Gent H J, Sprenger E, Dowlatshahi K
Ann Surg. 1986 Nov;204(5):580-4. doi: 10.1097/00000658-198611000-00012.
A stereotaxic technique for localization of occult breast lesions and fine needle aspiration for cytological diagnosis was used on examination of 543 patients. Successful localization with the needle tip within 1 mm of the suspected lesion was possible in 490 patients (90.2%). Based on a high mammographic index of suspicion for malignancy, 187 of 490 patients were selected to undergo open biopsy, following aspiration cytology and localization with methylene blue injection. The statistical results (cytologic vs. histologic examination) revealed a sensitivity of 97.5% and a specificity of 95.2% for cytologic diagnosis of occult breast lesions. The technique is easy to learn and takes 20-30 minutes to perform. Compliance was 100% and complications were nil. This new technique expedites localization and maximizes the specificity of mammography for occult breast lesions.

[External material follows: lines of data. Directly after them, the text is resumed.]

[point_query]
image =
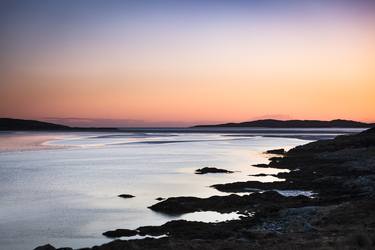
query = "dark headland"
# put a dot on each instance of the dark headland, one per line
(340, 173)
(11, 124)
(271, 123)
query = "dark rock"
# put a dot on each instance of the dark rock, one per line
(207, 170)
(280, 151)
(230, 203)
(45, 247)
(126, 196)
(258, 175)
(261, 165)
(120, 233)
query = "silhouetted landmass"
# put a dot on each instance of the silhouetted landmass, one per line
(10, 124)
(126, 196)
(271, 123)
(18, 124)
(340, 173)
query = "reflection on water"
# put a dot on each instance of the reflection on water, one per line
(68, 196)
(210, 216)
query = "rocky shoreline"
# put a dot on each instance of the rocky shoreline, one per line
(340, 215)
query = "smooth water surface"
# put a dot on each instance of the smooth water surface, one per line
(65, 193)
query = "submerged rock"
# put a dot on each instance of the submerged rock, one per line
(279, 151)
(259, 175)
(120, 233)
(230, 203)
(126, 196)
(207, 170)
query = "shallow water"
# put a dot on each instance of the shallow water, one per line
(67, 195)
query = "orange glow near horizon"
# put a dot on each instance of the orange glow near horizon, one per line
(234, 72)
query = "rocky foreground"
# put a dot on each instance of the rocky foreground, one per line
(340, 173)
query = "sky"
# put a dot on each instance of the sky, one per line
(179, 63)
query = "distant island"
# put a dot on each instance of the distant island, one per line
(272, 123)
(10, 124)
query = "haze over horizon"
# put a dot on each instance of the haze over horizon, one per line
(182, 63)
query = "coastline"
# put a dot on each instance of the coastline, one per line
(340, 171)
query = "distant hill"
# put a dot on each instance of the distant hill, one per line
(271, 123)
(19, 124)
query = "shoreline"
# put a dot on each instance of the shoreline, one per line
(340, 171)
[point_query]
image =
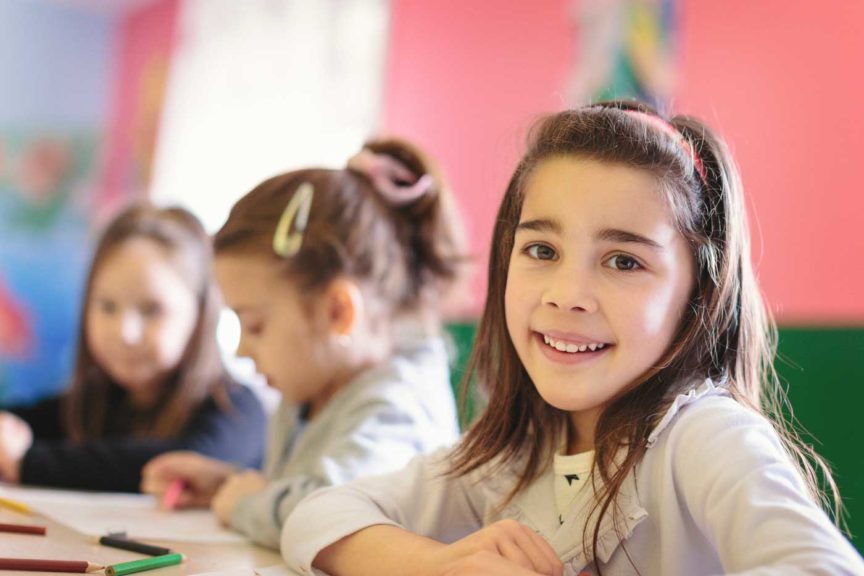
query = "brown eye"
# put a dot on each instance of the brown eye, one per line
(540, 252)
(624, 263)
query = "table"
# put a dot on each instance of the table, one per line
(62, 543)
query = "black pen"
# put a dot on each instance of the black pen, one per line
(133, 546)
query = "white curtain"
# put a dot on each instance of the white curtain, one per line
(258, 87)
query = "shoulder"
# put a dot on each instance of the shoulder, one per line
(415, 374)
(238, 401)
(715, 437)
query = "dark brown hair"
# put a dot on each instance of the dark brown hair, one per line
(408, 255)
(726, 333)
(200, 372)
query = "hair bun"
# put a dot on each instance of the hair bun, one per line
(392, 179)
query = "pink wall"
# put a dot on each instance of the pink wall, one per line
(782, 80)
(146, 40)
(465, 82)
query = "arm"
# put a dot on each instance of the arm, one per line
(366, 437)
(750, 501)
(115, 464)
(416, 520)
(418, 506)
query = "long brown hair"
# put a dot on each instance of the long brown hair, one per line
(408, 255)
(200, 372)
(726, 334)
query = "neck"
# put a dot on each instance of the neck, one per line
(343, 379)
(580, 437)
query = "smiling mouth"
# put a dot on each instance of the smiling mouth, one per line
(572, 347)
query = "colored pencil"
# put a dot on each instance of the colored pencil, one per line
(36, 565)
(172, 493)
(22, 528)
(15, 505)
(142, 565)
(133, 546)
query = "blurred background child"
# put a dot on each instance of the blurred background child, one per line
(148, 375)
(337, 277)
(633, 424)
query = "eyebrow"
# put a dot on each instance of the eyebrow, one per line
(615, 235)
(607, 234)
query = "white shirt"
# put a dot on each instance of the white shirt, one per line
(715, 493)
(571, 476)
(377, 423)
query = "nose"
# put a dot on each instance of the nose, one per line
(571, 288)
(131, 328)
(244, 350)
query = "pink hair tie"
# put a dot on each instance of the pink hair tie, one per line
(392, 179)
(669, 129)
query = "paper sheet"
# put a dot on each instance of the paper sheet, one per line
(279, 570)
(98, 513)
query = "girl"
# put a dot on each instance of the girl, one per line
(627, 354)
(148, 376)
(337, 278)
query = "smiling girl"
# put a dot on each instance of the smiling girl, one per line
(627, 354)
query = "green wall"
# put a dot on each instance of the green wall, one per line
(824, 372)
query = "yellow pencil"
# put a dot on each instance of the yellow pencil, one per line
(16, 506)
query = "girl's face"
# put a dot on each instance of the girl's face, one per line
(286, 336)
(141, 314)
(599, 278)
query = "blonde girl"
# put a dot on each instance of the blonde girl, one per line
(148, 376)
(337, 277)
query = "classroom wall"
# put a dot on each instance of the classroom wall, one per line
(467, 80)
(778, 79)
(54, 72)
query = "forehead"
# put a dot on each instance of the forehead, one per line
(136, 266)
(595, 194)
(248, 280)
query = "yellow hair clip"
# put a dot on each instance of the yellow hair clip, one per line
(288, 237)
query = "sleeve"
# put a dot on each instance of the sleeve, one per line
(44, 418)
(376, 435)
(114, 464)
(749, 499)
(421, 498)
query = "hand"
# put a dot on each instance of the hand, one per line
(16, 438)
(484, 562)
(505, 547)
(236, 488)
(202, 477)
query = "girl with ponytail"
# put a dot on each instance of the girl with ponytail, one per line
(632, 424)
(337, 277)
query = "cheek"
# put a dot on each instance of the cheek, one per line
(171, 338)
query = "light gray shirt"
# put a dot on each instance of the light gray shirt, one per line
(714, 494)
(376, 424)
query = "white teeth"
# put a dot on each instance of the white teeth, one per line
(571, 348)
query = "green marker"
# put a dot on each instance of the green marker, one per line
(142, 565)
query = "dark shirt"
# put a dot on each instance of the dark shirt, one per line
(114, 463)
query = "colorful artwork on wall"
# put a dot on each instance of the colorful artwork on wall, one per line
(622, 49)
(45, 185)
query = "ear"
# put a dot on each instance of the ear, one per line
(345, 306)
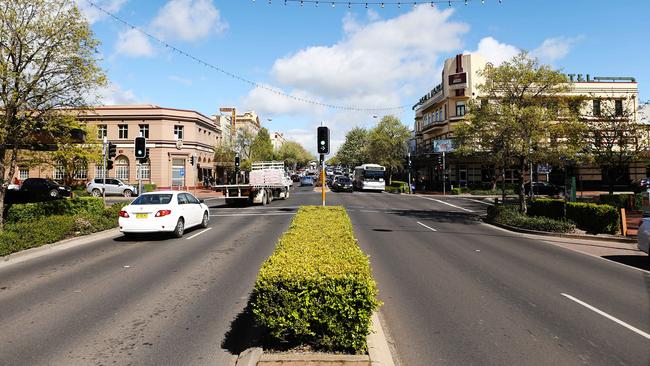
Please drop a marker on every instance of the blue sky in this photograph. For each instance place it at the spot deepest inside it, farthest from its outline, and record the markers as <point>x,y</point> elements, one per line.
<point>366,58</point>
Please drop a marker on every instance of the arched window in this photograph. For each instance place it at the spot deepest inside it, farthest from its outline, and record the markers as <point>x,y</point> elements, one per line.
<point>122,168</point>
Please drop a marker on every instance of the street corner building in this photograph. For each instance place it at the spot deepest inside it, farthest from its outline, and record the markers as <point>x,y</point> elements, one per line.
<point>444,107</point>
<point>174,138</point>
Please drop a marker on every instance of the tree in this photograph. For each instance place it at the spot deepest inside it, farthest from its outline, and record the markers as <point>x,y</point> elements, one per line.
<point>47,63</point>
<point>617,138</point>
<point>388,144</point>
<point>262,147</point>
<point>524,117</point>
<point>354,151</point>
<point>294,155</point>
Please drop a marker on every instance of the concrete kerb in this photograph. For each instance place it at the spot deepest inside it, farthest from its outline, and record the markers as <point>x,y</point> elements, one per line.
<point>378,353</point>
<point>32,253</point>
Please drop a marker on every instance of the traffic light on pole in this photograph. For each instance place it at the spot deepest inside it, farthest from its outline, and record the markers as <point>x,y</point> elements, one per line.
<point>323,140</point>
<point>140,147</point>
<point>112,150</point>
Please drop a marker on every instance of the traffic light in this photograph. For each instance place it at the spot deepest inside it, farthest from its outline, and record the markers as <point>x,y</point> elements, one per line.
<point>112,150</point>
<point>323,140</point>
<point>140,147</point>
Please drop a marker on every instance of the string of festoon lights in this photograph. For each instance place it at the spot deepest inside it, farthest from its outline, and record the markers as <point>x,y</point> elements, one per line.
<point>381,4</point>
<point>238,77</point>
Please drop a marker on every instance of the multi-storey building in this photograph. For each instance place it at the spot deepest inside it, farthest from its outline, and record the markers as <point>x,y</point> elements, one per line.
<point>174,138</point>
<point>444,106</point>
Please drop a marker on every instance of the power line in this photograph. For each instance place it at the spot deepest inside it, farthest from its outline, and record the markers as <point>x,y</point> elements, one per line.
<point>237,77</point>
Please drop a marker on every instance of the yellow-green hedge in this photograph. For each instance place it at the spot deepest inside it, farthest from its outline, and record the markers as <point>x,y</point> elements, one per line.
<point>317,288</point>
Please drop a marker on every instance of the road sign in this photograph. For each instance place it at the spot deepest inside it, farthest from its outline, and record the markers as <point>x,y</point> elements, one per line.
<point>544,169</point>
<point>444,145</point>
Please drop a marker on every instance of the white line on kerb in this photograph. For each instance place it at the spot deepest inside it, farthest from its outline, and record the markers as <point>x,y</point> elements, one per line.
<point>448,204</point>
<point>199,233</point>
<point>428,227</point>
<point>635,330</point>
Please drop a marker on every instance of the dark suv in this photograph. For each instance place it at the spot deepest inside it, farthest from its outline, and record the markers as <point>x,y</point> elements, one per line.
<point>38,189</point>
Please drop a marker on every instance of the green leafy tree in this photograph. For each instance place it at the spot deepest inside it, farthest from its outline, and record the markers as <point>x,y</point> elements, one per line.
<point>47,63</point>
<point>262,147</point>
<point>354,151</point>
<point>388,144</point>
<point>524,117</point>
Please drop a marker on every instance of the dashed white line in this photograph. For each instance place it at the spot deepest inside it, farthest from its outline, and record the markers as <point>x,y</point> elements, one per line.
<point>448,204</point>
<point>428,227</point>
<point>199,233</point>
<point>620,322</point>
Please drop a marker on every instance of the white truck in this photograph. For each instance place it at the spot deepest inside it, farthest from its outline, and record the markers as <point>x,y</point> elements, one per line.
<point>268,181</point>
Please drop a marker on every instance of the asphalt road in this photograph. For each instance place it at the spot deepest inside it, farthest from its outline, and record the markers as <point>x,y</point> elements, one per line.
<point>455,292</point>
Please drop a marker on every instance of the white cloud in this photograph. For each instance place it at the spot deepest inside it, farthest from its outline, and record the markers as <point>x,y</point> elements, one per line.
<point>93,14</point>
<point>553,49</point>
<point>495,51</point>
<point>133,43</point>
<point>180,79</point>
<point>188,20</point>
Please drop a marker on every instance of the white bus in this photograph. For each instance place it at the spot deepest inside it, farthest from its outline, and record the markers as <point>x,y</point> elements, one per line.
<point>369,177</point>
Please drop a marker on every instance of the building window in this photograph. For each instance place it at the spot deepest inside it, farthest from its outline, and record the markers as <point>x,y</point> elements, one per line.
<point>101,131</point>
<point>23,173</point>
<point>460,109</point>
<point>99,171</point>
<point>618,107</point>
<point>596,107</point>
<point>122,168</point>
<point>144,170</point>
<point>59,173</point>
<point>178,131</point>
<point>123,131</point>
<point>144,131</point>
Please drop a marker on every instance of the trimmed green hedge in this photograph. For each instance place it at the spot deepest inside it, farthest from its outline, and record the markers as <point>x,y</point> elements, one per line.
<point>33,211</point>
<point>317,288</point>
<point>594,218</point>
<point>509,215</point>
<point>43,230</point>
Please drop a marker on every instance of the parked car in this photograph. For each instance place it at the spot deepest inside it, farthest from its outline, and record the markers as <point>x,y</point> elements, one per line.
<point>342,184</point>
<point>307,180</point>
<point>163,211</point>
<point>544,189</point>
<point>641,185</point>
<point>643,237</point>
<point>37,189</point>
<point>113,187</point>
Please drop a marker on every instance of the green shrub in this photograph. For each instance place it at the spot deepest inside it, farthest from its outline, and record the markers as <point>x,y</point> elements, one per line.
<point>545,207</point>
<point>317,287</point>
<point>33,211</point>
<point>509,215</point>
<point>594,218</point>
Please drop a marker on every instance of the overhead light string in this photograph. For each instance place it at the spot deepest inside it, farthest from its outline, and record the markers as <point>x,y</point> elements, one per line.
<point>241,78</point>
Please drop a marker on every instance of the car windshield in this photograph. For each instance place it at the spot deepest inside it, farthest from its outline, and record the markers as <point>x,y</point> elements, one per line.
<point>153,199</point>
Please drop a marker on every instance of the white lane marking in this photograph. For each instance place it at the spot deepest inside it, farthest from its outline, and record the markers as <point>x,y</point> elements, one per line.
<point>448,204</point>
<point>479,201</point>
<point>261,214</point>
<point>620,322</point>
<point>428,227</point>
<point>199,233</point>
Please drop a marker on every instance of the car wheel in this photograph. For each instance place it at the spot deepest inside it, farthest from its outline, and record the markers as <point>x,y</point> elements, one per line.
<point>180,228</point>
<point>204,222</point>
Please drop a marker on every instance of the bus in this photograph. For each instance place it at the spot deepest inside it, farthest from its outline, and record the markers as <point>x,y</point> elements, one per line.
<point>369,177</point>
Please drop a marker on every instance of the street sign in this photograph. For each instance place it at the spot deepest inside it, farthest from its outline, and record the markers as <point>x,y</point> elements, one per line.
<point>544,169</point>
<point>444,145</point>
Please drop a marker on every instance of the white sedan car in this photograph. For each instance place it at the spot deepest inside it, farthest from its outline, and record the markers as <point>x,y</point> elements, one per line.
<point>163,211</point>
<point>644,236</point>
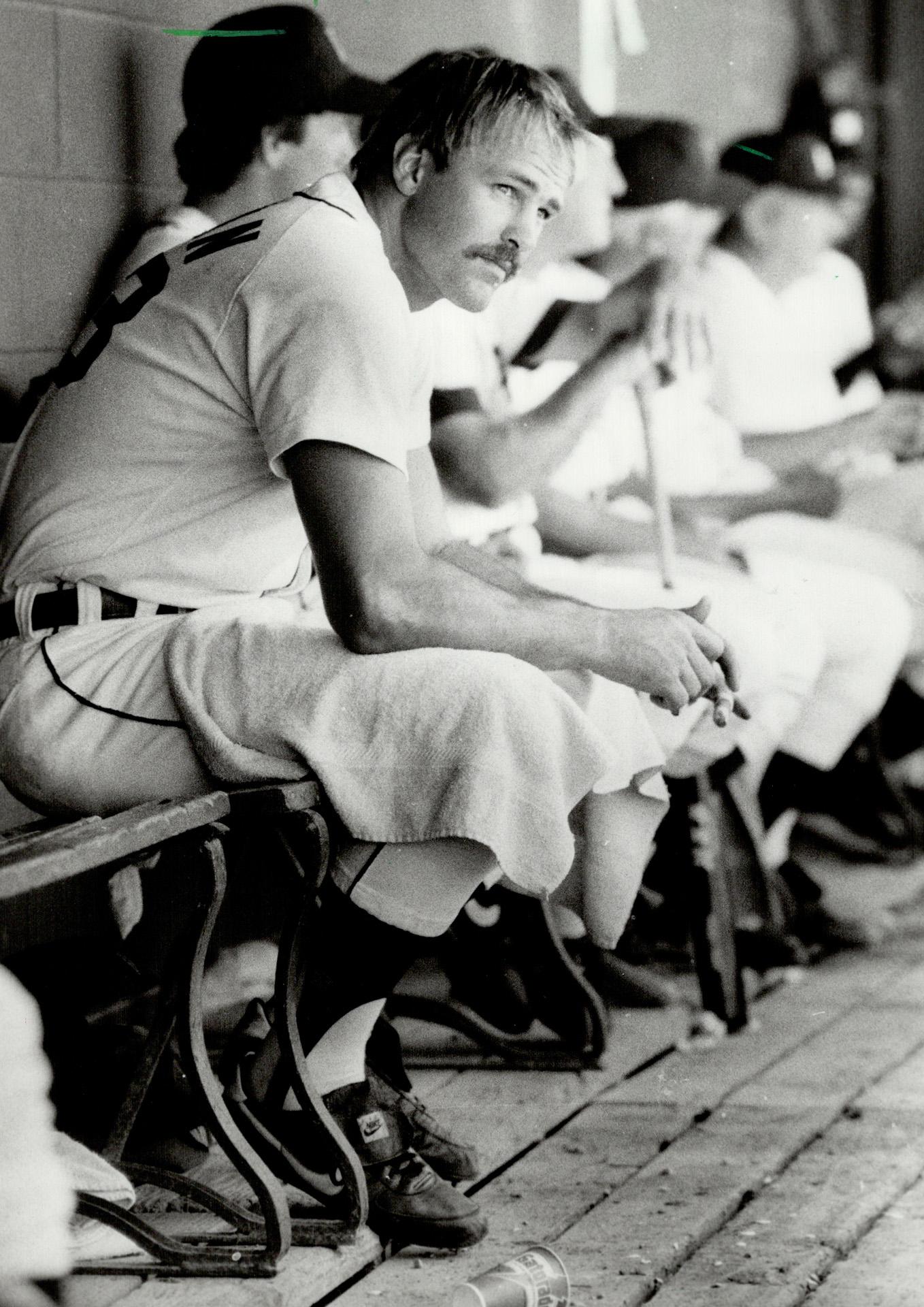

对543例患者进行检查时,采用立体定向技术定位隐匿性乳腺病变,并进行细针穿刺抽吸以进行细胞学诊断。490例患者(90.2%)的针尖成功定位在距疑似病变1毫米范围内。基于对恶性肿瘤的高乳腺钼靶怀疑指数,490例患者中有187例在进行抽吸细胞学检查并用亚甲蓝注射定位后接受了开放活检。统计结果(细胞学检查与组织学检查)显示,隐匿性乳腺病变细胞学诊断的敏感性为97.5%,特异性为95.2%。该技术易于学习,操作需要20至30分钟。依从性为100%,无并发症。这项新技术加快了定位速度,并最大限度地提高了乳腺钼靶对隐匿性乳腺病变的特异性。